Final Score ★★★
DIE Hard in a football stadium.
That’s the simple premise of Final Score, a 2018 action/thriller starring wrestling star Dave Bautista as an ex-soldier who finds himself in the middle of a terrorist plot during a European Cup final match.
Despite the fact it’s a straight-to-video release, Final Score is actually quite a decent actioner and, apart from a ridiculously over-the-top motorcycle stunt, doesn’t require constant suspension of disbelief.
Bautista is another of those American wrestlers who has also transitioned to cinema. Generally he’s the poor man’s Rock, but his role as Drax in the two Guardians of the Galaxy films suggested a comedy string could be added to his bow.
Time will tell, but for this film he is well and truly back in pure action mode with little or no humorous one-liners.
He plays Mike Knox, former special forces solider who is still feeling guilt for the death of a close friend. Each year he travels from the States to England to visit the man’s widow and his now teenage daughter.
Said 15-year-old Danni is now a bit of a rebel and has been grounded by her mother, but Mike convinces her to let him take her to the match between West Ham United and a Russian team at Upton Park Stadium.
The details of the match are important for two set-up reasons: Mike’s dead mate always used to take his daughter to West Ham games and amongst the crowd is an important person wanted by Russian terrorists.
The ruthless gang, whose leader is played well by regular ‘bad guy’ Irish actor Ray Stevenson, take over the stadium’s control room, lock the venue down, block all communications out and use computer software to search the faces in the crowd.
They have planted explosives under one section of the seating that will kill thousands of people as an insurance policy.

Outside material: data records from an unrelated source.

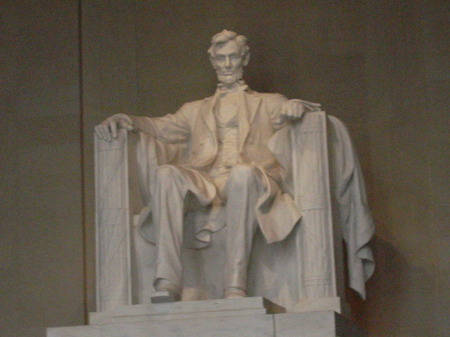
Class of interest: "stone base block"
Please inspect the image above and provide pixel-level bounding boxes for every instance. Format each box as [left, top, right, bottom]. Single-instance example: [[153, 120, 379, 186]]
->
[[47, 297, 366, 337]]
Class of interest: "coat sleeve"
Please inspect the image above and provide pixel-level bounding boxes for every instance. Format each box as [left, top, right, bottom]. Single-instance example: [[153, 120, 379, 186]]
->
[[130, 103, 195, 144]]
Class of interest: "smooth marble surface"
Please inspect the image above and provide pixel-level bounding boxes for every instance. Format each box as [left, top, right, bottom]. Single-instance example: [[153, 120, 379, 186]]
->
[[47, 308, 366, 337]]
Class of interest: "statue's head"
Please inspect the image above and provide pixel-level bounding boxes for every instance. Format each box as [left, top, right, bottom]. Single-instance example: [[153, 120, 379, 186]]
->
[[208, 29, 250, 88]]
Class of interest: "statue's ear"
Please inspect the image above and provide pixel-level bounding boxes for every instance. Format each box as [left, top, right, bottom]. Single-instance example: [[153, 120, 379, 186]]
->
[[209, 55, 217, 69], [244, 51, 250, 66]]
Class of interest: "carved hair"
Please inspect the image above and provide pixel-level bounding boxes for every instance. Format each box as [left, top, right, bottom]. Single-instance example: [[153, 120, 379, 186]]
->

Of course ever-vigilant Mike Knox recognizes a few warning signs and before you know it he is single-handedly taking on the Russians in a series of well executed fist, knife and gun fights in familiar locations like lifts and kitchens.
There is a high-speed motorbike chase through the stadium concourse, which looks like at least part of it might have been real, and a decent climax.
Pierce Brosnan is barely in the film, but television actor Amit Shah makes an impression, providing the few lighter moments as stadium attendant Faisal who has to reluctantly help Knox.